“Ultimately, this is why medicine is the only career path for me.”
“My experiences have all confirmed my belief that medicine is the best way to make use of my talents and skills.”
You know what all those hackneyed conclusion paragraph sentences sound like (and you hate yourself for them). Fluffy. Redundant. Grandiloquent. Dissociated and disconnected. The synthesis and momentum of your hard-won prose comes to a screeching halt…and your reader’s attention is lost.
So, how do you avoid this personal statement pitfall?
1) Keep the synthesis going. Make new connections between experiences and ideas. This doesn’t mean just using new words, it means generating novel thinking! Having finished the rest of your statement, what commonalities surfaced? What is left to say?
2) Continue the story. You might choose bookend your personal statement with 1 pivotal anecdote. If done artfully, this can be a great cohesion-building tool! (Just don’t opt for the maudlin default, and a conclusion sentence like this: “And now every time I see a patient I will remember good ol’ Joe…”)

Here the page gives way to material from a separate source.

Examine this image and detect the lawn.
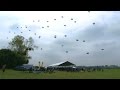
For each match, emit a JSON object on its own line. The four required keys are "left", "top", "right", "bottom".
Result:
{"left": 0, "top": 69, "right": 120, "bottom": 79}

3) Present your unique value proposition. Most applicants won’t ever get to this level of depth or take the time to reflect inward. What do you really value in your career as a physician, and how will that drive you? What forces have underscored each of your experiences to date?
4) Keep it crisp. Depending on the quality of the rest of your statement, you may not NEED a lengthy conclusion paragraph. So, consider ending a dynamite statement vs. dulling its impact with a lackluster conclusion.
We frequently prescribe the IEE litmus test to most of our clients: could any sentences in your conclusion paragraph be substituted in another applicant’s personal statement? If that answer is yes, you still have work to do. The majority of you will simply need to dig deeper; some may need to rein in earlier content to give your personal statement ‘somewhere to go’.
In the end, trust the extra investment WILL be worth it.The majority of personal statements we encounter – even the very best – don’t sustain the same level of prose from start to finish.
So, keep synthesizing, keep digging and keep your reader engaged!